A loss of A and B antigens is observed in most types of carcinomas, such as carcinomas from the buccal epithelium, stomach, proximal colon, pancreas, larynx, lung, endometrium, ovary, prostate, urinary bladder, and breast. However, these antigens appear on carcinomas derived from some tissues where they are normally not present, such as the colorectal epithelium, liver parenchyme, and thyroid. The loss of A and B antigens is associated with a poor prognosis in carcinomas of the lung, urinary bladder, and head and neck. Inversely, in the case of colorectal carcinomas, it is their presence that is a sign of unfavorable outcome (4).
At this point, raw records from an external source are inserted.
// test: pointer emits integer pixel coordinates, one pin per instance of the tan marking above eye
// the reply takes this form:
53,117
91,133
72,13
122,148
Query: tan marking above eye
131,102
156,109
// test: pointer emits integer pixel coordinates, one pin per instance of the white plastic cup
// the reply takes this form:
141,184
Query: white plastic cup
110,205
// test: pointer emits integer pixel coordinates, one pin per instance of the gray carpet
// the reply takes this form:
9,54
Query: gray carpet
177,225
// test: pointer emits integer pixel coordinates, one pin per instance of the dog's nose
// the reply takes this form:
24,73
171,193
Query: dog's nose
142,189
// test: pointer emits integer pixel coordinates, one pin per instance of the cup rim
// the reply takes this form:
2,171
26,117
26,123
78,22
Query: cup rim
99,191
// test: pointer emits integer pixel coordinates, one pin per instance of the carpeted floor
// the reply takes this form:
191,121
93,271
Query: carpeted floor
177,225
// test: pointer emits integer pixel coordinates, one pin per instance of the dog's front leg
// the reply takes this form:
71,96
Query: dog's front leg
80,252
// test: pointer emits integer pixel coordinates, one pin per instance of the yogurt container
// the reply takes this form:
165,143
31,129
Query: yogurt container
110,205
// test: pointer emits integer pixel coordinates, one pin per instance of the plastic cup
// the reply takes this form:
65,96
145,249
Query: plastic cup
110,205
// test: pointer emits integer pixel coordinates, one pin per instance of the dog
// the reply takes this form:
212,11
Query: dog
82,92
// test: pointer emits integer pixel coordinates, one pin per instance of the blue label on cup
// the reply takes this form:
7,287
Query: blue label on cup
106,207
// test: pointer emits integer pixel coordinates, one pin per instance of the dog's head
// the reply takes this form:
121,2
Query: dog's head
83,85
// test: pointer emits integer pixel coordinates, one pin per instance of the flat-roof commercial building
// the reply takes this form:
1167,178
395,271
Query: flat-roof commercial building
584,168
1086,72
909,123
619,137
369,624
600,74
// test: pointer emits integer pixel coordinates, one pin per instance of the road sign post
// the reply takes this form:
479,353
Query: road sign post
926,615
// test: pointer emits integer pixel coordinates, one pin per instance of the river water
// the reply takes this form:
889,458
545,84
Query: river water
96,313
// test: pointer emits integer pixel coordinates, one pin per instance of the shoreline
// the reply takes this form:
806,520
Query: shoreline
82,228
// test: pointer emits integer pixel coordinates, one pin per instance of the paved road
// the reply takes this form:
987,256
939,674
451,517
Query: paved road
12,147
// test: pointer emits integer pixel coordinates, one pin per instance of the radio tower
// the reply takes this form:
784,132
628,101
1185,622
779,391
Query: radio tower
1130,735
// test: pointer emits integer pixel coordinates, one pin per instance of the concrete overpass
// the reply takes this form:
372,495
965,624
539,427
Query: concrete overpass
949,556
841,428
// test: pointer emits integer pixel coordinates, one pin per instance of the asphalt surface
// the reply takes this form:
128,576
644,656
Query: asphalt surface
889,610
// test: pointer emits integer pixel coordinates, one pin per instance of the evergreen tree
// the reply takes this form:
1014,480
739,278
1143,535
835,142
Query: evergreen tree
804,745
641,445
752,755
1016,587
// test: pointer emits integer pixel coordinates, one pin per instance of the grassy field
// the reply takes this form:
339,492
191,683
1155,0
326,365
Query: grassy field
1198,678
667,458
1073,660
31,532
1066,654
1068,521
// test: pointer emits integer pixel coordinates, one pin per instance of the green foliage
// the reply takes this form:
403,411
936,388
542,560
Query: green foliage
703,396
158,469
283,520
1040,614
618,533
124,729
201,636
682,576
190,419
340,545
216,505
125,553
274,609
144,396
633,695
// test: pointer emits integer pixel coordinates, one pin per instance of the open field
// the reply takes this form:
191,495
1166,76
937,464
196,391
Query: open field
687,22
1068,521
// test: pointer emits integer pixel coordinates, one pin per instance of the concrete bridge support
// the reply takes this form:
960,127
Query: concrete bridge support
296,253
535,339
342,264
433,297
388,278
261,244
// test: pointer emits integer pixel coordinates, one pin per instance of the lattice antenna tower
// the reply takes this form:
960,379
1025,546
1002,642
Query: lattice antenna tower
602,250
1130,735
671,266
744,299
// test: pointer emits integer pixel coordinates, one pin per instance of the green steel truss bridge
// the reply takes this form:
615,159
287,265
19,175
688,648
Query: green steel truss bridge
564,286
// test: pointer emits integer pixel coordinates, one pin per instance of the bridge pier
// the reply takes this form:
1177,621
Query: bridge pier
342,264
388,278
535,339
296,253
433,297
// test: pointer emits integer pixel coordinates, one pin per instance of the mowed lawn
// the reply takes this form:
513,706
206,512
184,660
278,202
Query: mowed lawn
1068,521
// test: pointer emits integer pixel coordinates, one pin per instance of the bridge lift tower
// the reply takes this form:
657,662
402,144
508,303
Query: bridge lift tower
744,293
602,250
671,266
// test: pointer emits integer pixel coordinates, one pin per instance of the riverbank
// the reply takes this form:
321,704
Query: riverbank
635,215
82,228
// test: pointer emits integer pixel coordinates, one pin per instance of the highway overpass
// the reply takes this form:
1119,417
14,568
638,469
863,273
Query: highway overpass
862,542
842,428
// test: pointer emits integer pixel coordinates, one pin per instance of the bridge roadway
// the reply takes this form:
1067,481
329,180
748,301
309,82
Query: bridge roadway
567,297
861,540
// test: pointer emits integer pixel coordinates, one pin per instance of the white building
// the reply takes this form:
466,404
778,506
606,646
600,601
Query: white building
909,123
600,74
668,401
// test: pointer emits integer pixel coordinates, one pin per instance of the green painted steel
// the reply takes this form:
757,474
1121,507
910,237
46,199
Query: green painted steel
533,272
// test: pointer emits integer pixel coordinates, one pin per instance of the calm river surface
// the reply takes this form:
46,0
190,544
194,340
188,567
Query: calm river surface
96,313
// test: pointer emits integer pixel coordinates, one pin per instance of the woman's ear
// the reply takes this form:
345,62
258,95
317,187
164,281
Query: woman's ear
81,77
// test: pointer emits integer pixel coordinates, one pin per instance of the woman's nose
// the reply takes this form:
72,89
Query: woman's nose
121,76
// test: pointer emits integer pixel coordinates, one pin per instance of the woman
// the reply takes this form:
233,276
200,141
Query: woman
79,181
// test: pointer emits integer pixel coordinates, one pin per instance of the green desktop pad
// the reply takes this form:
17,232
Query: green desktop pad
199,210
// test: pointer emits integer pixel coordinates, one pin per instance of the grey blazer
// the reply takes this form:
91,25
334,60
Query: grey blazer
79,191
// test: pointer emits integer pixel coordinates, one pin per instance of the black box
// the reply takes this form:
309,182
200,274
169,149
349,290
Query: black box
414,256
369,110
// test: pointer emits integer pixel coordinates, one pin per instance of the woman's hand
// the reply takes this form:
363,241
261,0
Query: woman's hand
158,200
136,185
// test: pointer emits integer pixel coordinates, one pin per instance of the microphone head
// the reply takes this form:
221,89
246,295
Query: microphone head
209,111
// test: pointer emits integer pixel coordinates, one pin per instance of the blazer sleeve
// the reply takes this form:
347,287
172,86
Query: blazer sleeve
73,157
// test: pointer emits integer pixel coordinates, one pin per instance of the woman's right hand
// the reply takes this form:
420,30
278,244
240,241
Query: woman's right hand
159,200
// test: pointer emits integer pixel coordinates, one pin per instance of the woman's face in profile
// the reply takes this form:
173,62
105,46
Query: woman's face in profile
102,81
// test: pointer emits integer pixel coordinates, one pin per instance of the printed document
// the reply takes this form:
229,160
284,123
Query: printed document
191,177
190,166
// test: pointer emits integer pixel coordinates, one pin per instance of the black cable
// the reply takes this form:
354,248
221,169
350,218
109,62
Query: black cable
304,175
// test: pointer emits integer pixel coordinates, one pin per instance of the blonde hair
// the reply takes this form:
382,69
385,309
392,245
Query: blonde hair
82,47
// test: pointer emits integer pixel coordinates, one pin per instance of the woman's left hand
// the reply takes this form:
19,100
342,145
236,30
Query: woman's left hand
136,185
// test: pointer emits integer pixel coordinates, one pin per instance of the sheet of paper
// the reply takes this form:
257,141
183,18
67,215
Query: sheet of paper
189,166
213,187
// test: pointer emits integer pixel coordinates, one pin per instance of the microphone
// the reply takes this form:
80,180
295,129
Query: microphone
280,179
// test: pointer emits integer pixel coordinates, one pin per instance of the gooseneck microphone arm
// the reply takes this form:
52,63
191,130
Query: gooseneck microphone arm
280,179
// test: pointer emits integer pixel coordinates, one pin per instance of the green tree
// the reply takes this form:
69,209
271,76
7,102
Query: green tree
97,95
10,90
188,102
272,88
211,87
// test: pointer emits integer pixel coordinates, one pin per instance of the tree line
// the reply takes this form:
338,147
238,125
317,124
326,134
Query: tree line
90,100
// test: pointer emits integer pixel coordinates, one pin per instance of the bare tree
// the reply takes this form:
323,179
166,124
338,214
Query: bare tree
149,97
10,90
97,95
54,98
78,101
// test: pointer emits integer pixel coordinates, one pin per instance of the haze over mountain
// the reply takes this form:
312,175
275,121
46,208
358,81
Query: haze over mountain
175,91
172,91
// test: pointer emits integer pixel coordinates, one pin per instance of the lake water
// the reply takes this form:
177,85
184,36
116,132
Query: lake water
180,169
In addition, a higher incidence of various types of carcinomas is observed for blood group A and B individuals compared with blood group O individuals (5, 6, 7, 8, 9,10, 11, 12,13).

Transfection of the A or B enzymes’ cDNA or selection of A-positive subpopulations of human colorectal carcinoma cell lines showed that the presence of the A and B antigens was associated with a reduced motility on matrigel. These observations may explain why the loss of A and B antigens is associated with a bad prognosis in some types of carcinomas because the A and B antigens would decrease the cells metastatic potential. However, they cannot account for the increased frequency of cancers in blood group A and B individuals or for the meaning of the appearance of A and B antigens from the early stages of colorectal carcinoma development.[1]

Abstracts

Blood group antigens as tumor markers, parasitic/bacterial/viral receptors, and their association with immunologically important proteins

Immunol Invest. 1995 Jan-Feb;24(1-2):213-32.

Garratty G.

Research Department, American Red Cross Blood Services, Los Angeles, CA 90006, USA.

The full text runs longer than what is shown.